Many year ago I had a dream where I was sitting in a house, smoking pot with some friends, and this guy just walks in with a shotgun and blows this other guy’s head off with it, and walks about again. There was smoke, blood, screaming, and everyone ran like hell out of the back door. Of course, once we were outside we realize the only phone was a landline inside, cell phones had not permeated by dream world at that point, and so we went back in. Well, the dead guy was not only not dead but he was standing up and even though most of his face was missing, he seemed pretty lively for someone who took a direct hit from a shotgun. We’re still thinking, okay, the dead dude isn’t dead, but he’s got to be injured severely, but no, he isn’t. We watch as his face slowly reforms and he tells us, “Stupid bugs, you’ve seen things you shouldn’t have.” And we run. And that’s more or less how the dream ended and the story died.

 

The mower doesn’t crank right off the bat and I feel that odd sense of dread that comes with dead lawn equipment and the relief of not having to mow today. But I would have to get the damn thing fixed today, which might be as bad as mowing. The mower roars to life and the debate ends. I have about thirty minutes in the front and all of the backyard to mow. It occurs to me that the story died a long time ago and I ought to try to bring it back. But how? First, aliens, supernatural creatures, or… something different.

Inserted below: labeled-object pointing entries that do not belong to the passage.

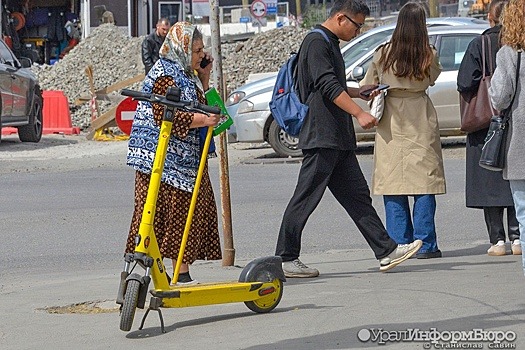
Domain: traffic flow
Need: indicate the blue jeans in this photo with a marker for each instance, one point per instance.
(517, 187)
(403, 229)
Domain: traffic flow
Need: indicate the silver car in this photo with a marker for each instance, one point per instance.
(253, 121)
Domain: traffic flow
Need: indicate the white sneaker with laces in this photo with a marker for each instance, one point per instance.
(296, 268)
(402, 253)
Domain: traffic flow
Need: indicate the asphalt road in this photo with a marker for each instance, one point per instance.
(65, 208)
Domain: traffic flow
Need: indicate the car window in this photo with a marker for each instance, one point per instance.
(452, 49)
(357, 50)
(5, 54)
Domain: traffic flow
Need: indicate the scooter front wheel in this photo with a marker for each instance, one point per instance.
(268, 302)
(130, 305)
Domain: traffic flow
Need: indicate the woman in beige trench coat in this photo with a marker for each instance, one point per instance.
(407, 154)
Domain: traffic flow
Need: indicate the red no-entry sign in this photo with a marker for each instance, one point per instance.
(125, 113)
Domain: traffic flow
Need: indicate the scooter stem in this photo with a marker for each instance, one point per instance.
(193, 203)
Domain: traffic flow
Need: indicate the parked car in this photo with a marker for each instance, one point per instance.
(21, 98)
(250, 111)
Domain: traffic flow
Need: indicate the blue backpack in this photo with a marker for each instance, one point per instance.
(286, 107)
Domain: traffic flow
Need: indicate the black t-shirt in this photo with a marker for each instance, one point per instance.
(321, 78)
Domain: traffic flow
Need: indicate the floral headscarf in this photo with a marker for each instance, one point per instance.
(177, 45)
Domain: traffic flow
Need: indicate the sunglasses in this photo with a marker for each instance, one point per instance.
(358, 25)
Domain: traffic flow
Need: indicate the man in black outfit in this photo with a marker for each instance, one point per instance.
(327, 139)
(152, 43)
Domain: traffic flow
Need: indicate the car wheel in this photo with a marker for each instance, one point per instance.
(33, 131)
(282, 143)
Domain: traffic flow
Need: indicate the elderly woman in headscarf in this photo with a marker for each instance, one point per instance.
(179, 65)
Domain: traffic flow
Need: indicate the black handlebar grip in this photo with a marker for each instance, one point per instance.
(208, 109)
(135, 94)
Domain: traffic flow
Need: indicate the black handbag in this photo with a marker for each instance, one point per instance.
(494, 150)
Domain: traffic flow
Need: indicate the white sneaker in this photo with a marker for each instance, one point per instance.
(296, 268)
(402, 253)
(516, 247)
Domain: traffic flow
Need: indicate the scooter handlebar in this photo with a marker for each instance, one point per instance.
(206, 108)
(189, 106)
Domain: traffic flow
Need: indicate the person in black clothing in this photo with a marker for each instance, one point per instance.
(328, 142)
(484, 188)
(152, 43)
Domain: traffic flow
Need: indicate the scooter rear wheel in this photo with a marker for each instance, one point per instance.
(268, 302)
(130, 305)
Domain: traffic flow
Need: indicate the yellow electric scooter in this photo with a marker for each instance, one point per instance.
(260, 285)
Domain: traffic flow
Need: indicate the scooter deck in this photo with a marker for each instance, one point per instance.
(216, 293)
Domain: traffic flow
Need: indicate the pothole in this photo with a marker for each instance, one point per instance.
(87, 307)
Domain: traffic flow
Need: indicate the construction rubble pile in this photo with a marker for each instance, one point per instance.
(115, 57)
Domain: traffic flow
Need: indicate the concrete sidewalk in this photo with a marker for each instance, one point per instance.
(461, 292)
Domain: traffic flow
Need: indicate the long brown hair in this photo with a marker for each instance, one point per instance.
(513, 30)
(409, 53)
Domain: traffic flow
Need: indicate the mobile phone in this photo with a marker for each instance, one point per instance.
(367, 93)
(205, 62)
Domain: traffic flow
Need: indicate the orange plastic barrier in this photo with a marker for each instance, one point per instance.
(55, 114)
(57, 118)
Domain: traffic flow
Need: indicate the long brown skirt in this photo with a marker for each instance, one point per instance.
(170, 219)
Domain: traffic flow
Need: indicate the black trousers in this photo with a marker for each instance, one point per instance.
(494, 221)
(341, 173)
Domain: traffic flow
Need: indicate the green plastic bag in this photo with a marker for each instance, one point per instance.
(214, 99)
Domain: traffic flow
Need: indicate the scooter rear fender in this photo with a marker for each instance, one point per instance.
(252, 271)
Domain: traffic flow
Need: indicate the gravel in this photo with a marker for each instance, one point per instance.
(115, 56)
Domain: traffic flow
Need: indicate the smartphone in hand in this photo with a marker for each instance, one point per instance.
(367, 93)
(205, 62)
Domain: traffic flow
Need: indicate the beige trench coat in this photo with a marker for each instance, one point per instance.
(407, 152)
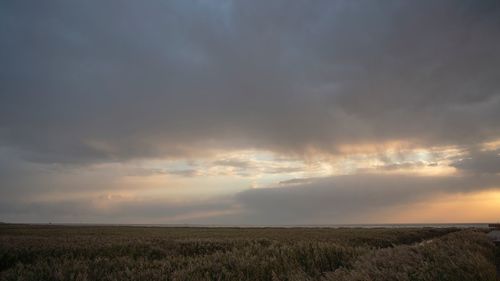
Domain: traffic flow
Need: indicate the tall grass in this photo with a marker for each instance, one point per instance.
(133, 253)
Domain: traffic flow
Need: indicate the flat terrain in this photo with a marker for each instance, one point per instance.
(161, 253)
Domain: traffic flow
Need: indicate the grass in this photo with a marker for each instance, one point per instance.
(156, 253)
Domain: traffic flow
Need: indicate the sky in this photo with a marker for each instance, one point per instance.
(250, 112)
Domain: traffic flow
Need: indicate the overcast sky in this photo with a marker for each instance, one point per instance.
(250, 112)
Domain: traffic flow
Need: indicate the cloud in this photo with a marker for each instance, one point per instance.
(87, 82)
(351, 198)
(480, 162)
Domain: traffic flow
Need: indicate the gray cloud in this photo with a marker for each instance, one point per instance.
(331, 200)
(352, 198)
(487, 162)
(97, 81)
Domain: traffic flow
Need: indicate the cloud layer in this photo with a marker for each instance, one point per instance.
(93, 93)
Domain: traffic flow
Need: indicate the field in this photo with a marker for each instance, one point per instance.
(154, 253)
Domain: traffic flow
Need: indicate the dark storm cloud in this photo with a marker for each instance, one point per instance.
(106, 80)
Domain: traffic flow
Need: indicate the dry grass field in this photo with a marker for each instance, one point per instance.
(175, 253)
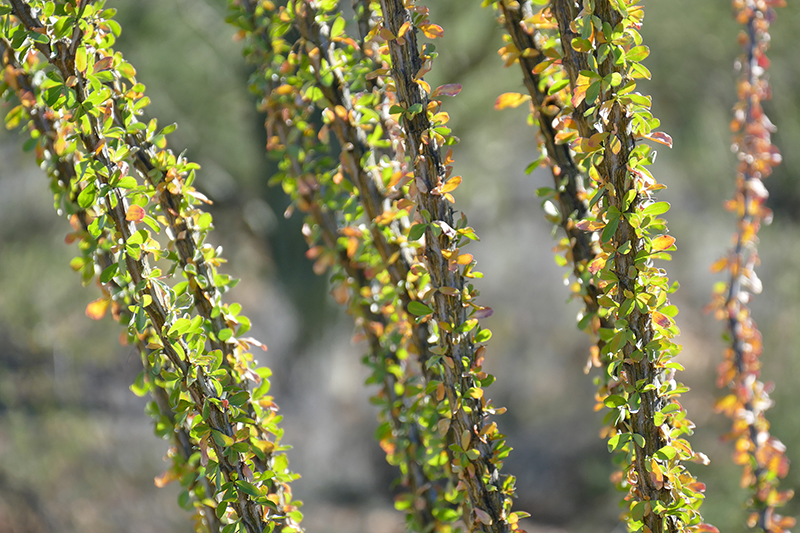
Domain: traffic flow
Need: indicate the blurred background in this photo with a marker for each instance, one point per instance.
(77, 453)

I’ve never had a story with…what?

 

The front yard is a curious mix of jungle envied Bahia grass and weeds from the woods. It’s a tough mow if I let it go, so I have to mow every five days or so. That last sentence could have been a poem, you know. It’s a yard that wants to be a jungle, not a jungle I’ve turned into a lawn. Back and forth, back and forth, and the area I have to mow shrinks. So, what if the dead guy who isn’t dead was a creature that comes from a race of beings that live exclusively in and around Black Holes? They’re intelligent enough to build bodies that mimic humans, but they are also creatures who spend their existences traveling through space in the blink of an eye, literally. Mostly, they are seekers of truth through science, but there’s a very small number of them who like to play with lesser beings, the way some humans use animals for entertainment.

 

I like this, I think, but it needs some work, and I have to get the weed eater out to cut the weeds in the Holey Land, that part of the yard marred by the diggings of two Giant Labs. My safety glasses are so fogged with humidity I cannot tell what I’m cutting so I have to stop. I can still clear around the fence, I just need a general idea of where to point the weed eater, so off I go, to clear around the inside of the fence.

 

So the Black Hole creatures here on Earth are renegades. They’re outcast from their own people. They have no physical form, so they create human bodies to live in. They have an innate ability to travel within certain forms of energy, so they travel instantly from one place to another, often leaving a dead body behind. The bodies appear to be human and only an inspection at the molecular level would indicate they are not.

 

Why are they here and what are they doing? I ponder that as I mow as closely to the Holey Land as I can. Boredom? Spite? You’d think an advanced civilization would be beyond that. But what if they’re not?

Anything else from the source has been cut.